Here's the code:
#include<iostream>
using namespace std;
typedef struct ptrs
{
int (*addptr)(int a, int b);
}mems;
int add(int a, int b)
{
int result = a+b;
return result;
}
int main()
{
mems ptrtest;
ptrtest.addptr = &add;
int c = (*ptrtest.addptr)(3,4);
//int c = ptrtest.addptr(3,4);
cout << c << endl;
return 0;
}
if I replace the code int c = (*ptrtest.addptr)(3,4); with it's next line(annotated now), the result will be the same, why is that?
Of course, int c = (*ptrtest.addptr)(3,4); is the base case. However, in C++ (and in C as well), if you use the call (()) operator on a function pointer, it will do the "dereferencing" automatically. Just like when assigned to a variable of function pointer type, the name of a function decays into a function pointer, i. e.

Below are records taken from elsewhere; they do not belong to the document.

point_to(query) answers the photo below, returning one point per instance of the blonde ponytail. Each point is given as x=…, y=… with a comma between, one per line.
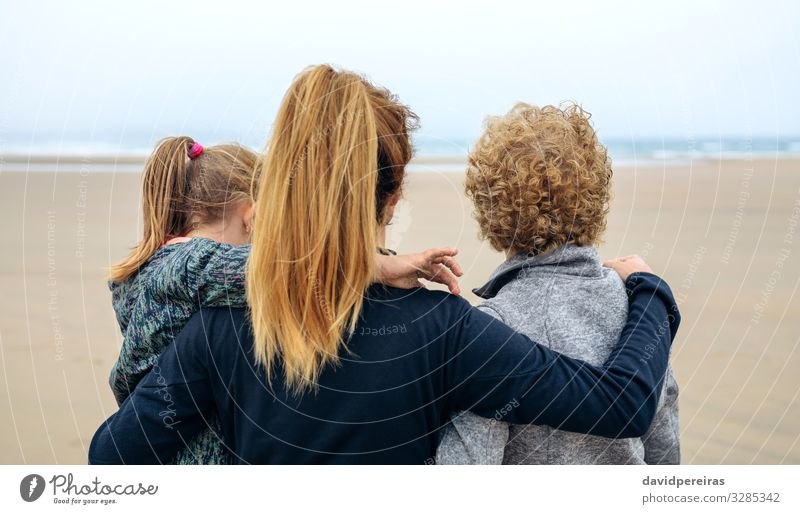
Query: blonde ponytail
x=179, y=193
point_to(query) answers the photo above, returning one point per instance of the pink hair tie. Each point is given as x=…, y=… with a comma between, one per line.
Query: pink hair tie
x=195, y=150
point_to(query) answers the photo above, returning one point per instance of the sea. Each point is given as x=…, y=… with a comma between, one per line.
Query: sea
x=431, y=153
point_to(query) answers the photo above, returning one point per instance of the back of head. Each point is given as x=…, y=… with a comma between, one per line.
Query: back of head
x=338, y=151
x=185, y=185
x=539, y=179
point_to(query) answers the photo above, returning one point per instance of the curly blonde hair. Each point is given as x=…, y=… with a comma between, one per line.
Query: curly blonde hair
x=539, y=179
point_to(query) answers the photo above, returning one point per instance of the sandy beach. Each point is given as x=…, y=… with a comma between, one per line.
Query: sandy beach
x=724, y=234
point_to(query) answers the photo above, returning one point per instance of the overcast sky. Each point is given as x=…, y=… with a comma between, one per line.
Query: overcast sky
x=126, y=72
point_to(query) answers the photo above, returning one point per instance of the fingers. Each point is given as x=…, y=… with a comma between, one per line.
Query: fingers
x=441, y=274
x=442, y=251
x=451, y=263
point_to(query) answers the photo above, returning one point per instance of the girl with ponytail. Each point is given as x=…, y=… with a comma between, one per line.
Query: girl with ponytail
x=325, y=366
x=197, y=208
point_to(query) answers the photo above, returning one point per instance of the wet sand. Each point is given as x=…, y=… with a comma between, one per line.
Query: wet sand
x=724, y=234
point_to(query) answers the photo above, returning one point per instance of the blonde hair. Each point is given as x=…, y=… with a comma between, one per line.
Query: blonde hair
x=539, y=179
x=179, y=193
x=338, y=151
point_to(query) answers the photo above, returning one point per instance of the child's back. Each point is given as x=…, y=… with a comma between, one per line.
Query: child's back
x=569, y=302
x=540, y=183
x=205, y=194
x=153, y=306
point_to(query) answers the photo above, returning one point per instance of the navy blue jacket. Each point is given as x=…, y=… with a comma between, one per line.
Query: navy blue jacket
x=415, y=357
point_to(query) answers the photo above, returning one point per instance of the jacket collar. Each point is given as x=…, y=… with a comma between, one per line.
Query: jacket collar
x=582, y=261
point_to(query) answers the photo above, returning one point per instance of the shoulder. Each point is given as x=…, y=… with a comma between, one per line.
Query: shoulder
x=417, y=300
x=222, y=330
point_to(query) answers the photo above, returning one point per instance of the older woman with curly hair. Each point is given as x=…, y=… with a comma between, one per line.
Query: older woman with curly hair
x=540, y=182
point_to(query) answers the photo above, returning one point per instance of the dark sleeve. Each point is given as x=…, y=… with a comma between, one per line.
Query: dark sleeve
x=662, y=442
x=167, y=409
x=496, y=372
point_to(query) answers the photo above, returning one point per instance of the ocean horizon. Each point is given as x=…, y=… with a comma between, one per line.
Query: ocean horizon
x=443, y=154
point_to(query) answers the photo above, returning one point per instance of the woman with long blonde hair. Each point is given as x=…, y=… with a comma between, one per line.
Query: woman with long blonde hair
x=326, y=366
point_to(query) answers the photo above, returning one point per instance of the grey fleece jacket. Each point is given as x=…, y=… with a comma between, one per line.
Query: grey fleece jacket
x=569, y=302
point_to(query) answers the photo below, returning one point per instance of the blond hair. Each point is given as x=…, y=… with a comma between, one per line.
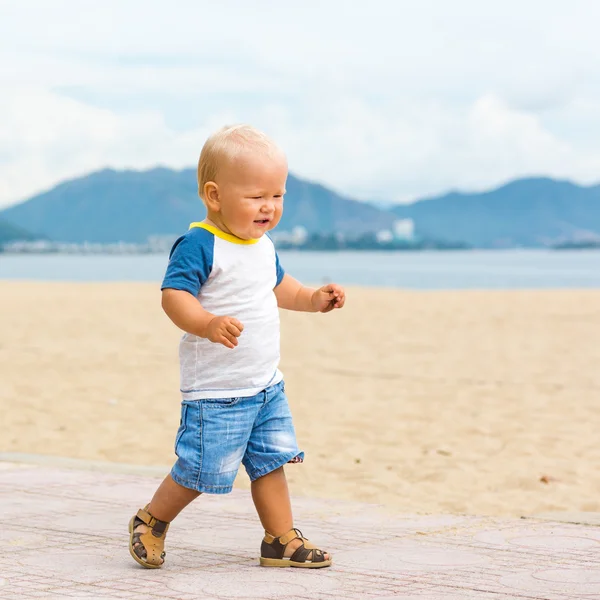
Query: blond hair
x=227, y=143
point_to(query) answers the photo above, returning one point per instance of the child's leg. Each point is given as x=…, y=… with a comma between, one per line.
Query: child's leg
x=170, y=499
x=272, y=501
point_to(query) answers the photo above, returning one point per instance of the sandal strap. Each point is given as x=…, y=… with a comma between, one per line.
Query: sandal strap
x=302, y=554
x=285, y=539
x=158, y=527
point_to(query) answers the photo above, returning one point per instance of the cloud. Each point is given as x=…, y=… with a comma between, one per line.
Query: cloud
x=384, y=101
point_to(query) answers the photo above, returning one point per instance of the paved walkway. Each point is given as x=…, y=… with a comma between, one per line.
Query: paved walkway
x=63, y=534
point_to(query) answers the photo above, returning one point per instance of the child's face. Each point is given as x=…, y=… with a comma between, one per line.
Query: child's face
x=249, y=194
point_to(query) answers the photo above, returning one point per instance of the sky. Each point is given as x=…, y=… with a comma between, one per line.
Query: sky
x=380, y=100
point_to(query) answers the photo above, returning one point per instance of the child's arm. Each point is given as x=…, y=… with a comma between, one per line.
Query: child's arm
x=292, y=295
x=187, y=313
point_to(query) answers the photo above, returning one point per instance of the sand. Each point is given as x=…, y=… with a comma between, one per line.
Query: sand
x=462, y=402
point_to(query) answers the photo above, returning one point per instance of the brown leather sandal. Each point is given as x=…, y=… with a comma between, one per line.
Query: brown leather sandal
x=306, y=555
x=148, y=548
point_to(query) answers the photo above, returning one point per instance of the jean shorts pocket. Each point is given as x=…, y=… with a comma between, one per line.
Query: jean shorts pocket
x=182, y=425
x=220, y=402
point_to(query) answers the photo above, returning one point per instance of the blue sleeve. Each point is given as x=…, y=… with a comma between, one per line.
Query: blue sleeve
x=190, y=262
x=279, y=268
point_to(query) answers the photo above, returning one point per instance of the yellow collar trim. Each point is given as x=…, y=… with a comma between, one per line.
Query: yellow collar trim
x=224, y=236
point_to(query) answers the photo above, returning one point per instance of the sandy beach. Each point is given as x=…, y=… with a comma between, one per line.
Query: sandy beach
x=462, y=402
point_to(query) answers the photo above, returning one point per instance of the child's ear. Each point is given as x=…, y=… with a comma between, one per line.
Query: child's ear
x=211, y=196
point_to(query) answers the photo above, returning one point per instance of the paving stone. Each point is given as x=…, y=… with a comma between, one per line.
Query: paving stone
x=49, y=514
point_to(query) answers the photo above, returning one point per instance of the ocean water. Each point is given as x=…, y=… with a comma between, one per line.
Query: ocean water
x=497, y=269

int (*fptr)() = some_func;
is just as valid as
int (*fptr)() = &some_func;
albeit the type of func is int ()(void).
ptrtest.addrptr(3,4) is the "base case"; C++ defines the function-call operator to act on function pointers, and it acts on functions via the standard function-to-pointer conversion.Functions and function pointers can be used interchangeably, presumably for convenience. In particular, section 5.2.2 of the C++11 standard specifies that a function call can occur using a function or a pointer to a function.